Wipe that image of noisy, car-crazy Mexican cities from your mind’s eye. Every Sunday, Guadalajara, Mexico’s second largest city, closes its arterial streets to cars and hands them over to bikes, skateboards, pushchairs, wheelchairs and any other form of non-motorised forward propulsion.
This hugely successful green initiative, called the ‘Via Recreativa’ has grown in size since its inception over a decade ago to become the largest ‘cyclovia’ in Mexico with up to 180,000 weekly participants.

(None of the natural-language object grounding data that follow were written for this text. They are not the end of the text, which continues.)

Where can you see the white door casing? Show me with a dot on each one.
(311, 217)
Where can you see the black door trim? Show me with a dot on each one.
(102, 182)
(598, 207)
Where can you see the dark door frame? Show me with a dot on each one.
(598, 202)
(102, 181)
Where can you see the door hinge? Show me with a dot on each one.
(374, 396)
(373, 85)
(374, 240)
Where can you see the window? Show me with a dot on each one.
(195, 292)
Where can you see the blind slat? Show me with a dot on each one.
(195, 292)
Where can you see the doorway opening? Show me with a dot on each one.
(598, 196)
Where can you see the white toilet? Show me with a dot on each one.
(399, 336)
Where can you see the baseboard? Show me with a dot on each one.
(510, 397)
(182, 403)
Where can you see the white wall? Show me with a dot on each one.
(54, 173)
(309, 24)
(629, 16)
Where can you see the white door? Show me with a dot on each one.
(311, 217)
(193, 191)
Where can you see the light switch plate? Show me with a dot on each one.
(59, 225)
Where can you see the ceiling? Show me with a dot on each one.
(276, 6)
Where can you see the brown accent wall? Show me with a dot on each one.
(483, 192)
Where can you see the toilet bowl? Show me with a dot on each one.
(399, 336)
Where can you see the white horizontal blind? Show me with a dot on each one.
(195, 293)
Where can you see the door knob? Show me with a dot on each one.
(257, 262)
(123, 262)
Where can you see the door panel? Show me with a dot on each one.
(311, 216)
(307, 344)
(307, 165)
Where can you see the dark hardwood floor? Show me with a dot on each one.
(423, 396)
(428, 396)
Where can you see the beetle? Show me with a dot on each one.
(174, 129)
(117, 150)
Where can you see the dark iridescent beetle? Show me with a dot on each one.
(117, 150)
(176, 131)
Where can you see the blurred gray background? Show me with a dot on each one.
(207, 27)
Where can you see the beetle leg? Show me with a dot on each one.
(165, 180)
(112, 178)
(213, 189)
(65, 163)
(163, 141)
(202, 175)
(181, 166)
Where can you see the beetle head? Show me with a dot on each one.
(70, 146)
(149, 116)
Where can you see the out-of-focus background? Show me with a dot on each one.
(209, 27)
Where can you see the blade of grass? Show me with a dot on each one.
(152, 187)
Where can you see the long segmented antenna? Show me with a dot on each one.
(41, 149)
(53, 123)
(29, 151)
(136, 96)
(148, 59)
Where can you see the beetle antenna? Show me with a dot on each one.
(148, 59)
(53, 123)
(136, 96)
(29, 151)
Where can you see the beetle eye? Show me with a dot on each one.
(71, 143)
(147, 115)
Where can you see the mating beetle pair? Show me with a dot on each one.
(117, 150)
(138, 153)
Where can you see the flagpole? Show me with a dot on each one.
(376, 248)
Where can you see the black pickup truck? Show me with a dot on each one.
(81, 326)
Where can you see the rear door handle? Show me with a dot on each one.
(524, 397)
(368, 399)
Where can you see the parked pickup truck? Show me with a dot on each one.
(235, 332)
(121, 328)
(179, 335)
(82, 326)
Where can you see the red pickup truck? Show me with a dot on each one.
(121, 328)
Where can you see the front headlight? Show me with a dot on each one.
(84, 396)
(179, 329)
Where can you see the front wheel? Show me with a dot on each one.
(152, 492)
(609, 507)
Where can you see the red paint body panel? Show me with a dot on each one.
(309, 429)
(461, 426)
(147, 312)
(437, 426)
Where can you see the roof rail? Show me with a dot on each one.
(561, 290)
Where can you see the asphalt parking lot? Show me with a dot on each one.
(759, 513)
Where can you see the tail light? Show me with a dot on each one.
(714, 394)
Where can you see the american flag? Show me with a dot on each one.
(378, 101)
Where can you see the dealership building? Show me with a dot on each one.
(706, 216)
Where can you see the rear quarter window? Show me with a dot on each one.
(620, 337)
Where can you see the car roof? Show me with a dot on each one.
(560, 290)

While many modern cities sponsor car-free events, few are as radical or well-organized as Guadalajara’s which closes 65km of its streets to traffic between 8am and 2pm every Sunday and, in the process, injects the city with a totally different vibe. What began as a small local initiative in 2004 attracting a few thousand people has since mushroomed into a huge weekly fiesta characterized by its creativity and joie de vivre.
Aside from the obvious benefits of clean air, reduced noise and enhanced social interaction, the Via Recreativa offers plenty of other sideshows. From its central operations centre in Parque de Revolución, aspiring cyclists can borrow bikes and helmets for free and partake in a guided bike tour of Guadalajara’s main sights. Other gratis attractions include art workshops, alfresco chess games, giant aerobics classes and dance instruction in the park’s pop-up cultural pavilion. Live music – from bands to buskers – entertains passers-by along the route and a special kid’s activity area is set up on a broad Ramblas-style walkway on Avenida Chapultepec.

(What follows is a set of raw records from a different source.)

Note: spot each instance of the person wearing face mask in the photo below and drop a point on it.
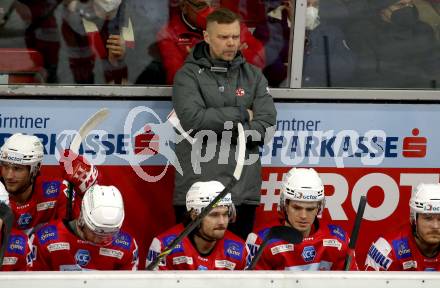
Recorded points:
(185, 30)
(322, 67)
(97, 29)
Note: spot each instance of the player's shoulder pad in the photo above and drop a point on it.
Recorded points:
(263, 233)
(17, 244)
(47, 233)
(338, 232)
(123, 240)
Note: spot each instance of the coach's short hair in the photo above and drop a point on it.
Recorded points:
(222, 16)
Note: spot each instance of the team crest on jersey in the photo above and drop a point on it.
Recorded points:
(337, 231)
(240, 92)
(122, 240)
(332, 243)
(401, 248)
(51, 189)
(82, 257)
(308, 253)
(24, 221)
(47, 233)
(281, 248)
(233, 249)
(17, 244)
(167, 241)
(111, 253)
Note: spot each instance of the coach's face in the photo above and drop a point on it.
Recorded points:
(223, 40)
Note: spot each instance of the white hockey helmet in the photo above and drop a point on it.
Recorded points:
(425, 200)
(23, 150)
(200, 194)
(302, 184)
(102, 211)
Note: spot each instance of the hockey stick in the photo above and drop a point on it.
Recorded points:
(355, 232)
(196, 222)
(286, 233)
(7, 218)
(83, 131)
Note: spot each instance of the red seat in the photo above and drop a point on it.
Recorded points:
(21, 65)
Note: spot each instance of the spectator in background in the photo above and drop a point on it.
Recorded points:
(97, 29)
(328, 60)
(42, 33)
(185, 29)
(416, 245)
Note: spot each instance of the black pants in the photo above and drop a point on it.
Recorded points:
(241, 227)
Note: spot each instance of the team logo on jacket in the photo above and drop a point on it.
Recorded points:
(308, 253)
(24, 221)
(233, 249)
(401, 248)
(17, 244)
(240, 92)
(47, 233)
(51, 189)
(122, 240)
(82, 257)
(337, 231)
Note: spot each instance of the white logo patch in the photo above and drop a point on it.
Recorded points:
(332, 243)
(182, 260)
(58, 246)
(10, 260)
(409, 264)
(281, 248)
(225, 264)
(45, 205)
(111, 253)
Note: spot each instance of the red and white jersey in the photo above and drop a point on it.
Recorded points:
(397, 251)
(55, 247)
(18, 255)
(47, 202)
(228, 253)
(325, 249)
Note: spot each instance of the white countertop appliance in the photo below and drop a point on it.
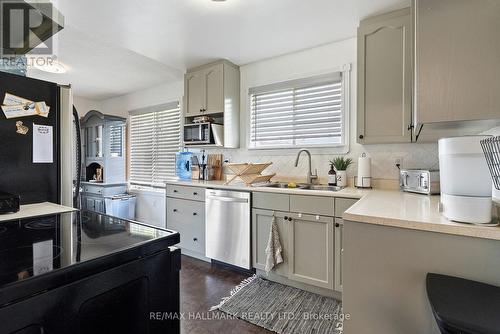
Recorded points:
(421, 181)
(227, 228)
(465, 180)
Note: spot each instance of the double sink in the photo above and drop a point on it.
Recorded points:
(303, 186)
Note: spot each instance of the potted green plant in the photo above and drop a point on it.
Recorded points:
(341, 164)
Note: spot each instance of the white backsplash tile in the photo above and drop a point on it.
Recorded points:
(383, 157)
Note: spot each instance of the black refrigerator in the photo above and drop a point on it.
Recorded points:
(33, 182)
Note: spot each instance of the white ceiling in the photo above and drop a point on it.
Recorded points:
(114, 47)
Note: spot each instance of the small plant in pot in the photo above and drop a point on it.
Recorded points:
(341, 164)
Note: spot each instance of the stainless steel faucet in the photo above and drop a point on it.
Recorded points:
(310, 175)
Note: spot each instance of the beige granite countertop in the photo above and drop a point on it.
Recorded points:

Much of the success of the Via Recreativa is down to enthusiastic support from city authorities and emergency services. Keeping the peace, an army of around 200 volunteers, many of them students, marshal the roads and protect the exercising masses from anyone mad enough to get their car out of the garage.
Enjoying such high levels of participation, Guadalajara’s Via Recreativa has spawned no small number of imitators. Mexico City’s similarly themed ‘Muévete en Bici’ was initiated in 2007 and is now almost as large.